Stacy Martin : “J'étais venue tourner une pub, j'ai fini dans Nymphomaniac…”

Cinéma

Actrice au charme discret, la Franco-Britannique Stacy Martin est entrée dans le monde du cinéma par la grande porte. Révélée chez Lars von Trier dans le rôle d’une jeune femme nymphomane dans les deux volets de “Nymphomaniac”, cette brindille au regard nostalgique a poursuivi avec détermination une carrière internationale, entre films d’auteur français et tournages à plus gros budget outre-Atlantique. Dans “Amants”, le dernier long- métrage de l’actrice et réalisatrice française Nicole Garcia, elle s’immisce dans la peau de Lisa, épouse d’un homme d’affaires aussi riche qu’ennuyeux, mais éperdument amoureuse d’un ancien dealer...

Stacy Martin par Julien Vallon. Stacy Martin par Julien Vallon.
Stacy Martin par Julien Vallon.

Numéro : Nicole Garcia, à qui l’on demandait un jour pourquoi elle avait choisi d’être actrice, avait répondu : “Pour un regard qui m’a manqué.” C’est aussi votre cas ?

Stacy Martin : Il y a peut-être un peu de ça. Disons que le métier d’actrice m’a offert une ouverture d’esprit – notamment à travers la découverte de pièces magnifiques écrites par Tchekhov ou Beckett – et surtout la liberté de ne pas être confinée en moi-même. Soudain, en m’immisçant dans différentes psychés, j’avais presque toutes les réponses aux questions que je me posais sur les autres, c’était libérateur.

 

 

Donc la possibilité de sortir de soi-même pour devenir quelqu’un d’autre est une sorte de thérapie ?
Sûrement. Plus je travaille et plus je comprends à quel point notre identité et nos émotions sont malléables. Pendant un tournage, je peux jouer un personnage qui est à l’opposé de ce que je suis, je peux vivre ses émotions et les défendre. Sur le moment, c’est très réel, et ensuite il faut arrêter de jouer. Le tournage se termine, je retourne à ma vie. Je retrouve ma famille, mon copain...

 

 

Charlize Theron disait avoir adoré explorer la psyché d’une tueuse en série pour le film Monster (2004)...
Je n’ai pas encore joué de tueuse en série jusqu’à présent, mais c’est un rôle que j’adorerais interpréter, parce qu’il est extrême. Quand je choisis mes personnages, je recherche plutôt ceux qui vont à l’encontre de ce que je suis dans la vie. C’est exactement le cas de Lisa dans Amants, qui m’a fait peur parce que c’est une femme “carrée” et que moi, Stacy, je ne suis pas du tout comme ça... Si le rôle est inconfortable pour moi, que je dois dépenser beaucoup d’énergie et d’efforts pour arriver à le rendre crédible, alors je me dis que je dois vraiment le faire.

 

 

Pourtant vous jouez souvent des femmes glaciales, dont l’allure impressionne, comme dans La Dame dans l’auto avec des lunettes et un fusil (2015) de Joann Sfar, Dernier Amour (2019) de Benoît Jacquot et même dans Amants de Nicole Garcia. Sont-elles vraiment à l’opposé ce que vous êtes dans la vie ? 

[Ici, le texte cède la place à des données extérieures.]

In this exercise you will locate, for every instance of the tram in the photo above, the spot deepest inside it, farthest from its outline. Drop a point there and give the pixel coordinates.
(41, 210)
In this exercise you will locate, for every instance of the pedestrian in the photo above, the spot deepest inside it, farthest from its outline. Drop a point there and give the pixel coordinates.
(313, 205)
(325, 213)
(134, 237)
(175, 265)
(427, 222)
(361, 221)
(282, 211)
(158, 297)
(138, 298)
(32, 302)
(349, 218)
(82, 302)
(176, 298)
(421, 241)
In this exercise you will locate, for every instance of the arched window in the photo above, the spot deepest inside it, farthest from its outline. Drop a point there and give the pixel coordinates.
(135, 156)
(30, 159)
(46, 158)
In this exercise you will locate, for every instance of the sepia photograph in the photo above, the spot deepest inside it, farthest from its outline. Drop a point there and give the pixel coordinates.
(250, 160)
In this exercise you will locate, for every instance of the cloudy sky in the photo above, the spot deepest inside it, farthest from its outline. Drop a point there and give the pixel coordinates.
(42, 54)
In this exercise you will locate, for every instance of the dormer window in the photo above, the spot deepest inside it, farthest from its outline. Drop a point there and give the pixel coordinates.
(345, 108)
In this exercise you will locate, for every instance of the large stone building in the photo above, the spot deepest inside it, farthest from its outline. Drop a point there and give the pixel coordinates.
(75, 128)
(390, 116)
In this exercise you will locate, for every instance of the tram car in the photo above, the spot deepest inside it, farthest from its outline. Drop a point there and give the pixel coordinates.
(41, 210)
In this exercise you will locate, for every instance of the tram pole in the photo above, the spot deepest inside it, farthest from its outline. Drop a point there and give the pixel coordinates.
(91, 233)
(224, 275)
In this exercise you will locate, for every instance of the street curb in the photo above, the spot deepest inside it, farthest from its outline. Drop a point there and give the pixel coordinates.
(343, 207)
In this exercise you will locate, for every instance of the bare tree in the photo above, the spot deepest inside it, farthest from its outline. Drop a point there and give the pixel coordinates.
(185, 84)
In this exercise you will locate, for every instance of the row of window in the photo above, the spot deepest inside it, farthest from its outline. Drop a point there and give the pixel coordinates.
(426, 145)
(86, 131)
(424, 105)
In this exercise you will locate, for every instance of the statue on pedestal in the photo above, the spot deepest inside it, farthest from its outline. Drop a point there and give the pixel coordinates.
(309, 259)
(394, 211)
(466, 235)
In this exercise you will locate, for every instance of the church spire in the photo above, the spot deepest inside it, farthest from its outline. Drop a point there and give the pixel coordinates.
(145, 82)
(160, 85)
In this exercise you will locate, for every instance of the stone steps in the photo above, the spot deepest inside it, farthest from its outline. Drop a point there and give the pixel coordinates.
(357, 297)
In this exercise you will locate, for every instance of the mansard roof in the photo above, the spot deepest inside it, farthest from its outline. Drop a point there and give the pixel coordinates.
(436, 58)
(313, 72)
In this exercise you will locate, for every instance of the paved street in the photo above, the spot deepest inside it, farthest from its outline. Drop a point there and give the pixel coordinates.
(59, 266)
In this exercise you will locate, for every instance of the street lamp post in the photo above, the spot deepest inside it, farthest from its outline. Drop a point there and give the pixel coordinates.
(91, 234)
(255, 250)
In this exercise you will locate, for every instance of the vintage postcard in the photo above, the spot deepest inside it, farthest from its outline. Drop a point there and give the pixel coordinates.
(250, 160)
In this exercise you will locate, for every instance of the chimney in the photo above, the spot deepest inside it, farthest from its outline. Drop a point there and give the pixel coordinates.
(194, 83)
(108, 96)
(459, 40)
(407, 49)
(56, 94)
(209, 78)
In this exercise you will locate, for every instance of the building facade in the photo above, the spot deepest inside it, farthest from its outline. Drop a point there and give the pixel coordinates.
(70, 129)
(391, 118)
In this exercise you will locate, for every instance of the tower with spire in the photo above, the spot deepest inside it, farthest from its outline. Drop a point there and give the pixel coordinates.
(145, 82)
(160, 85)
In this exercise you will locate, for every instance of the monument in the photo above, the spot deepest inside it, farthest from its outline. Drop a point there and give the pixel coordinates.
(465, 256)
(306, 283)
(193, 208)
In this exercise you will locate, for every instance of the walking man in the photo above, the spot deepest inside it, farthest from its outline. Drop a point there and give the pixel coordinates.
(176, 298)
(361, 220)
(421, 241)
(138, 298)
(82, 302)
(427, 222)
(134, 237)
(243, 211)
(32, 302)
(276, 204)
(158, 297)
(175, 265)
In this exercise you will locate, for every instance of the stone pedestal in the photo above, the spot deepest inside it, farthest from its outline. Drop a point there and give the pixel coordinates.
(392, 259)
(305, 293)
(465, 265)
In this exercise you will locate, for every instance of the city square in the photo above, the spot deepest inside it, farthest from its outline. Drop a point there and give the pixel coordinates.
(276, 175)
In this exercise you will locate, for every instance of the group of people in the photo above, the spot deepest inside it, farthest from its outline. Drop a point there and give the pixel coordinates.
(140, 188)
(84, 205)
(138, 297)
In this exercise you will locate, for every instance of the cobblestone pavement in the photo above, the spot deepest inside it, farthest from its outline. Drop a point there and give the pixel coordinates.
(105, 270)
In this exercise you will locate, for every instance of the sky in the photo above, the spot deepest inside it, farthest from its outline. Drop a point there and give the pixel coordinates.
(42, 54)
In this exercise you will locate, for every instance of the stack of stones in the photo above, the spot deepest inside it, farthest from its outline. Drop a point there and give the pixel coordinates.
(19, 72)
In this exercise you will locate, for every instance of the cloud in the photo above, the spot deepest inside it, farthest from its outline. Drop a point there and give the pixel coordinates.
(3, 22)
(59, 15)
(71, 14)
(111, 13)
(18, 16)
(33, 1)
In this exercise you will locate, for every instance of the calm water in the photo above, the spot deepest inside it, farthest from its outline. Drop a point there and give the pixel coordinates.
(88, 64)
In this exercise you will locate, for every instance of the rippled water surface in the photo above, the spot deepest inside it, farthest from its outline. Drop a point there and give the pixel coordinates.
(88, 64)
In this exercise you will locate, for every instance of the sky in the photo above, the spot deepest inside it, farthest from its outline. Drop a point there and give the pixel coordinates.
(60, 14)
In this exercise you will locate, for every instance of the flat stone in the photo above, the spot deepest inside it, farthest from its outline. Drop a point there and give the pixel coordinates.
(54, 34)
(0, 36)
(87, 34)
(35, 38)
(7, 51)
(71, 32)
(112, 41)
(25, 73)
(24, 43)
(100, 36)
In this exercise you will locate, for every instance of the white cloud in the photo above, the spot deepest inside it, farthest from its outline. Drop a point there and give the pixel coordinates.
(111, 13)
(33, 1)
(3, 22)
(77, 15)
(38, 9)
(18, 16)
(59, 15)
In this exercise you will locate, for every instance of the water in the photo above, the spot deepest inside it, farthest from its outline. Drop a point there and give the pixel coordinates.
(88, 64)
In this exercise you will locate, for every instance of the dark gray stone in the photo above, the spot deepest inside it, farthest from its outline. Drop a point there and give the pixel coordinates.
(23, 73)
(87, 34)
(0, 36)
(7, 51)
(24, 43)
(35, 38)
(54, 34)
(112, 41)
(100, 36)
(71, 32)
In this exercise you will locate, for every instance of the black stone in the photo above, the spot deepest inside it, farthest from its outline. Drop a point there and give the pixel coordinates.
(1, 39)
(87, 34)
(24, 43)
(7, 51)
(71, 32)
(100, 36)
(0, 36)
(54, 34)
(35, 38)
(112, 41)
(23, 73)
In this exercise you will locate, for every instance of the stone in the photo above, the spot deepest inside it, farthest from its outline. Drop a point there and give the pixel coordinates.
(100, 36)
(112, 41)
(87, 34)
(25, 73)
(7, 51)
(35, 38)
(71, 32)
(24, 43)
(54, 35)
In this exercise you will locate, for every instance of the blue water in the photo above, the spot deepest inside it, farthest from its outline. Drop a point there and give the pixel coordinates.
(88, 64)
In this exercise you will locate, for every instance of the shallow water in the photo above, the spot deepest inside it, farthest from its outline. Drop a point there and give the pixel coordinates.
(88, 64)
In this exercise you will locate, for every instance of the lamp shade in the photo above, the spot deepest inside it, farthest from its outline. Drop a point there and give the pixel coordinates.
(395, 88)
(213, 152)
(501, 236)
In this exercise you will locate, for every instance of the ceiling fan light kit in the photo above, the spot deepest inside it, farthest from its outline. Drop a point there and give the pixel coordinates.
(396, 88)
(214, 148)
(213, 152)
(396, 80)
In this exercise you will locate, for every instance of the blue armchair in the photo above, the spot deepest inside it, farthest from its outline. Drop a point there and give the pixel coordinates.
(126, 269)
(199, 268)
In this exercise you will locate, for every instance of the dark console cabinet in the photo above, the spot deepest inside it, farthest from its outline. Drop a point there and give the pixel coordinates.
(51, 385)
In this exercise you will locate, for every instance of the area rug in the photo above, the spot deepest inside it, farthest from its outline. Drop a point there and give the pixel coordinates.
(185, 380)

C’est vrai qu’il y a une sorte de point commun entre ces femmes-là, on a l’impression qu’elles sont toujours dans une fuite en avant. Moi, je suis d’une nature beaucoup plus contemplative... Mais comme elles, on peut dire que je suis très tenace !

 

 

 

“J’étais venue passer une audition pour une publicité de savon, un truc absurde où je devais faire semblant de me jeter de l’eau sur le visage... et à la place, le directeur de casting m’a fait passer celle de Nymphomaniac.

C’est une qualité qui a dû vous servir pour décrocher votre premier rôle au cinéma chez Lars von Trier...

Pas vraiment. En fait, c’était improbable. J’étais venue passer une audition pour une publicité de savon, un truc absurde où je devais faire semblant de me jeter de l’eau sur le visage... et à la place, le directeur de casting m’a fait passer celle de Nymphomaniac. Je suis donc très contente de ne pas avoir fait cette pub ! [Rires.]

 

 

Vous parliez des rôles inconfortables... C’est presque un euphémisme quand il s’agit d’interpréter une jeune femme accro au sexe !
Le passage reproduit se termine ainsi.